Fig. 1. Nano-kirigami on Au/SiN bilayer nanofilms. (a)–(c) Schematic illustration of nano-kirigami schemes by (a) FIB milling of a 2D pinwheel, (b) a 3D deformed pinwheel under FIB-based global irradiation, and (c) a 3D deformed pinwheel with flat central part under FIB-based Boolean-type irradiation. The wholly deformed pinwheel in (b) diffuses normally incident light, while the flat central plate in (c) reflects the light vertically under various deformed height, as noted by the red arrows. (d) Illustration of a four-layer pinwheel structure designed by cascaded FIB milling and Boolean irradiation.

Fig. 2. (a), (b) SEM images of a pop-up plate structure fabricated by nano-kirigami on (a) an Au monolayer film and (b) an Au/SiN bilayer film. Insets show the zoom-in SEM image of the scanned line at the upper hinge. The inset of (a) shows a discontinuous boundary while the inset of (b) shows a clean cut and a smooth boundary. (c) A serial of gold plates isolated on a curved Au/SiN stripe. (d)–(h) (i) Designed and (ii) milled 2D patterns on Au/SiN bilayer films, as well as corresponding (iii) fabricated and (iv) calculated 3D nanostructures (with colors denoting the stress distributions), in different nano-kirigami schemes. (d) A symmetric flower-like structure under global irradiation. (e) A highly asymmetric three-arm pattern under global irradiation. (f) A three-arm pinwheel under global irradiation, showing curved deformation at the central part. (g) A three-arm pinwheel under Boolean irradiation, without any deformation in the central part. (h) A deformed mirror with three folded arms, with flat and large central part. The simulation results, with modified mechanical models, are in good agreement with the experimental results in all these five schemes. Scale bars: 1 μm.

Fig. 3. (a) SEM images of a multilayer four-arm pinwheel structure fabricated from inner layer to outer layer. Each layer of the pinwheel is fabricated by FIB milling and subsequent low-dose Boolean irradiation. The FIB irradiation at the outer ring has no influence on the prior inner pattern, which makes possible the “unlimited” multilayer stacking in the vertical direction. (b), (c) Top-view and oblique-view SEM images of a multilayer pinwheel structure fabricated from outer to inner parts, resulting in the same four-layer pinwheel structure as in (a). (d) Calculated image of the multilayer pinwheel structure with the original mechanical model. The non-irradiated annular areas of multilayer pinwheels show severe local distortions as noted by the dashed circles, which are not consistent with the experimental results in (c). (e) Calculated image of the multilayer pinwheel structure with the modified mechanical model under the consideration of modulus softening effects. The simulation nearly perfectly reproduces the experimental observation in (c), verifying the accuracy and robustness of both the theoretical model and fabrication method. Scale bars: 1 μm.
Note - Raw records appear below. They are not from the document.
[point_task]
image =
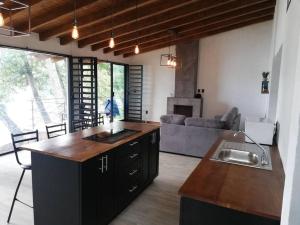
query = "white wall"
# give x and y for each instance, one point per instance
(52, 45)
(287, 36)
(159, 83)
(230, 68)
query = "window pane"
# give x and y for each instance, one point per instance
(33, 92)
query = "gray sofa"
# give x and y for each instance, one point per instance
(194, 136)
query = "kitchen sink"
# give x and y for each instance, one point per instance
(243, 154)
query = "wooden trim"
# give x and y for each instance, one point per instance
(254, 11)
(85, 21)
(34, 50)
(126, 18)
(46, 18)
(164, 21)
(156, 46)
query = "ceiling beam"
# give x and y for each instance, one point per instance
(155, 8)
(237, 13)
(46, 18)
(201, 34)
(193, 11)
(121, 6)
(154, 20)
(20, 12)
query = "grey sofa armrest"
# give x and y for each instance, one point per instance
(207, 123)
(218, 117)
(172, 119)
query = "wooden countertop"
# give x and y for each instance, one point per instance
(249, 190)
(74, 147)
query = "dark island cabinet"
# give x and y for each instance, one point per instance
(95, 191)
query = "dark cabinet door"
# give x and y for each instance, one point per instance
(106, 207)
(153, 155)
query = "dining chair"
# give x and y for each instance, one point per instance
(17, 140)
(56, 130)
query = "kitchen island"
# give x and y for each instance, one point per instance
(79, 181)
(218, 193)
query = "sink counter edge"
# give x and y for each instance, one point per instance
(249, 190)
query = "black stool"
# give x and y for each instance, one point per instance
(56, 130)
(100, 119)
(80, 124)
(19, 139)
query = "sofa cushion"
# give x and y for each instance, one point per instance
(200, 122)
(173, 119)
(228, 118)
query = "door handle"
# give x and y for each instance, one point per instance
(134, 143)
(102, 165)
(133, 172)
(133, 156)
(106, 160)
(133, 189)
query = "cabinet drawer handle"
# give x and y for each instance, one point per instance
(134, 143)
(133, 172)
(133, 156)
(133, 189)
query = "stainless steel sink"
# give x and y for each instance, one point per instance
(244, 154)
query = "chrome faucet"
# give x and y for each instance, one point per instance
(264, 158)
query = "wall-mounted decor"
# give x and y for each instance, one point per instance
(265, 83)
(168, 60)
(288, 4)
(8, 9)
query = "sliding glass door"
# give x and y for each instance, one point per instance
(111, 91)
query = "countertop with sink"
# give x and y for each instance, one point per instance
(248, 190)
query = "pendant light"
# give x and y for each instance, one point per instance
(1, 16)
(137, 49)
(75, 33)
(1, 20)
(111, 40)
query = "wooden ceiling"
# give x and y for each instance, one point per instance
(186, 19)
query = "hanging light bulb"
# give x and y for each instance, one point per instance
(1, 20)
(169, 61)
(75, 34)
(136, 49)
(112, 41)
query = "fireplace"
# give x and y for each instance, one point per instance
(186, 110)
(184, 101)
(191, 107)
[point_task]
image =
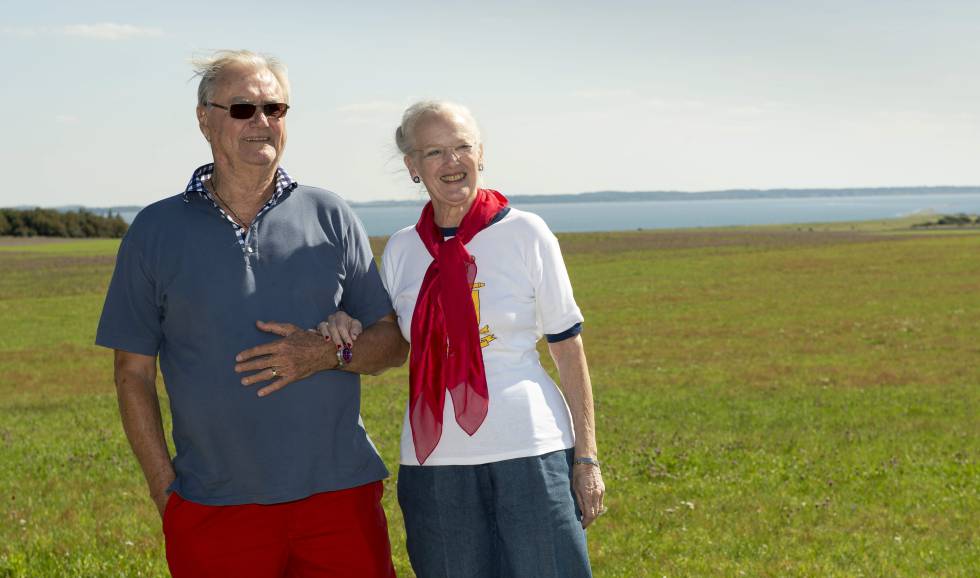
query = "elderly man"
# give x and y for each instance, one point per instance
(261, 485)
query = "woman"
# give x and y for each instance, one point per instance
(490, 474)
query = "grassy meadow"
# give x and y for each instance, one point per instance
(773, 401)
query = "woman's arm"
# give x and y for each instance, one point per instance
(573, 373)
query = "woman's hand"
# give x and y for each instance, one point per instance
(589, 491)
(340, 328)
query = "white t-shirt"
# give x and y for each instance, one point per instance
(521, 292)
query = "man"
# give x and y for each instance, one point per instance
(261, 485)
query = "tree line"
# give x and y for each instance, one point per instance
(52, 223)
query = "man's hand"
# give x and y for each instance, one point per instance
(299, 354)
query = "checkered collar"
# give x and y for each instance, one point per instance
(284, 183)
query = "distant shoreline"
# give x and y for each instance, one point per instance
(651, 196)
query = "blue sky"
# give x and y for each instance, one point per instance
(572, 96)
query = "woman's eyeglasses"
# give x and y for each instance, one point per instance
(244, 111)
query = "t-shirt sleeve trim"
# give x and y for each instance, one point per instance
(567, 334)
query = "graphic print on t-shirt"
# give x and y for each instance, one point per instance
(485, 335)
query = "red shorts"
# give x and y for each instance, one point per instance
(342, 533)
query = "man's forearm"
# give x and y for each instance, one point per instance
(379, 347)
(139, 408)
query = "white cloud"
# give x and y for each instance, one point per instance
(99, 31)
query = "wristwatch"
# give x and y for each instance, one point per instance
(344, 356)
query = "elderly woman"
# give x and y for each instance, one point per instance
(491, 473)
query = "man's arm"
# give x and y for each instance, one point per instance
(302, 353)
(139, 408)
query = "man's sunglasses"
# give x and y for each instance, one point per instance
(244, 111)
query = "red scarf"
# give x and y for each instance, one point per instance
(446, 352)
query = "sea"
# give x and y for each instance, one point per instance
(567, 217)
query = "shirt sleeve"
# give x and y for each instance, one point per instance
(554, 301)
(131, 317)
(364, 297)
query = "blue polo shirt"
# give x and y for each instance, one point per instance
(189, 288)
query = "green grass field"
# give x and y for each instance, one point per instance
(771, 402)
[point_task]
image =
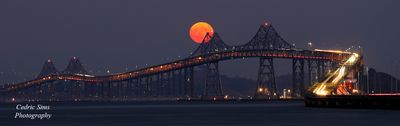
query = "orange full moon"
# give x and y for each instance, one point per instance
(199, 30)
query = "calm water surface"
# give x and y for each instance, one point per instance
(202, 113)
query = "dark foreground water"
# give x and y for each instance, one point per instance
(200, 113)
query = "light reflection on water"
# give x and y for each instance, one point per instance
(229, 114)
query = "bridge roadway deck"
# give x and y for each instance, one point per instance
(185, 63)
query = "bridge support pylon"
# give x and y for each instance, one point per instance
(213, 86)
(189, 82)
(298, 78)
(266, 86)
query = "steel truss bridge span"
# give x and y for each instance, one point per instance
(188, 62)
(177, 76)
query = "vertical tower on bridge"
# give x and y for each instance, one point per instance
(266, 38)
(48, 69)
(298, 77)
(212, 86)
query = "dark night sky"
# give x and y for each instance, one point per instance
(120, 34)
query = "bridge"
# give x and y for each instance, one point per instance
(327, 70)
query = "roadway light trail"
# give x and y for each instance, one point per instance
(328, 85)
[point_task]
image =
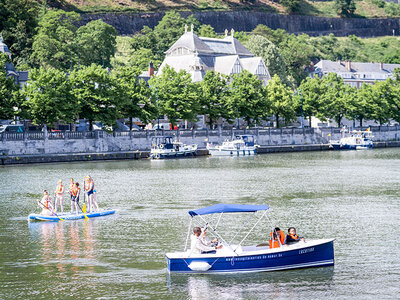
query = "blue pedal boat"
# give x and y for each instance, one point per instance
(69, 216)
(238, 258)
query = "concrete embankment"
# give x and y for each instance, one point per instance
(134, 155)
(79, 157)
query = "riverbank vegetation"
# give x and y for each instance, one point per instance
(78, 66)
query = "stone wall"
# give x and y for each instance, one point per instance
(127, 24)
(100, 142)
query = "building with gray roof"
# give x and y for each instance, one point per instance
(355, 73)
(197, 55)
(21, 77)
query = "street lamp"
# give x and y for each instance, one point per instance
(301, 99)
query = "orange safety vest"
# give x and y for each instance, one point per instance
(75, 191)
(281, 237)
(59, 188)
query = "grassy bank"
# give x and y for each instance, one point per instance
(365, 8)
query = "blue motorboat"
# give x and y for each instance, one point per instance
(236, 258)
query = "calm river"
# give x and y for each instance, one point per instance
(351, 196)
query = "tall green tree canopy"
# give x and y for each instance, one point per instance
(280, 99)
(97, 93)
(177, 94)
(135, 93)
(246, 99)
(49, 98)
(214, 95)
(96, 43)
(55, 44)
(9, 91)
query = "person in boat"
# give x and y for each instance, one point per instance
(75, 198)
(59, 193)
(197, 243)
(277, 238)
(46, 204)
(71, 187)
(292, 237)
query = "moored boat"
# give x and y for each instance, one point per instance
(167, 147)
(69, 216)
(237, 258)
(354, 140)
(240, 145)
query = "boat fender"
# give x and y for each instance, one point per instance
(199, 266)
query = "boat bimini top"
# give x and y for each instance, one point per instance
(221, 209)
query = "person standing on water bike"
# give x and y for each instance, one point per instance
(59, 196)
(46, 204)
(75, 198)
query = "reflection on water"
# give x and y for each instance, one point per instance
(350, 196)
(236, 286)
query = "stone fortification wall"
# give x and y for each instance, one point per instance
(127, 24)
(100, 142)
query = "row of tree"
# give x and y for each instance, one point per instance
(96, 94)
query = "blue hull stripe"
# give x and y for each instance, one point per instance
(281, 268)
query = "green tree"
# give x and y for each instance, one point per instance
(96, 42)
(18, 22)
(213, 97)
(274, 61)
(54, 45)
(178, 96)
(9, 91)
(310, 90)
(134, 96)
(97, 93)
(345, 8)
(246, 99)
(49, 98)
(360, 102)
(280, 99)
(334, 102)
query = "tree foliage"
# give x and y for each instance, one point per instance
(49, 98)
(177, 94)
(97, 95)
(9, 91)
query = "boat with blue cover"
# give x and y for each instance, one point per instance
(69, 216)
(237, 258)
(354, 140)
(240, 145)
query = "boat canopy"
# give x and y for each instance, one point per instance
(227, 208)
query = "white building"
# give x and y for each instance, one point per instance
(197, 55)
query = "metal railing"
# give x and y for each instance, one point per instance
(71, 135)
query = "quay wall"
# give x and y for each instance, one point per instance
(130, 23)
(39, 143)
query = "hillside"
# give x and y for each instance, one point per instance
(365, 8)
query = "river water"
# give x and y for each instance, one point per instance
(351, 196)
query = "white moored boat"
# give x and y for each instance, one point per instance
(354, 140)
(166, 147)
(240, 145)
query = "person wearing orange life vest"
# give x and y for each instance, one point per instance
(75, 198)
(59, 196)
(292, 237)
(277, 238)
(46, 204)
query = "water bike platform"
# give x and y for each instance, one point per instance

Fig. 4. (a) Schematic illustration of (top) a 2D pinwheel with ring-shaped Boolean irradiation area and (bottom) the resulted 3D deformed pinwheel with a flat central plate. (b) Front view of the 3D deformed pinwheel with flat central plate of different height (h). The rising height induces a reflection phase shift of Δϕ with respect to the bottom layer under normal incidence of light. The maximum reachable height is determined by the geometric design, for example, the designed arm lengths. (c) Simulated phase distribution in reflection induced by the central plate at 11 different heights. Plane waves with λ=633, 532, and 473 nm are polarized along the x-axis direction. (d) (left) Height of the central plate and (right) corresponding Δϕ at the three wavelengths as functions of the prescribed deformation stress. The phase shift is obtained from (c), where the 11 states correspond to the 11 stresses applied in (d). (e) Intensity distribution of electric field in the xy plane (z=2  μm) for a 3×3 pinwheel array with h=122  nm and λ=532  nm (corresponding to Δϕ=π). (f) Normalized intensity distribution of electric field in the xz plane (y=0) for a deformed pinwheel with h=122  nm and λ=473, 532, and 633 nm, respectively. Periodic boundary conditions are applied in simulations.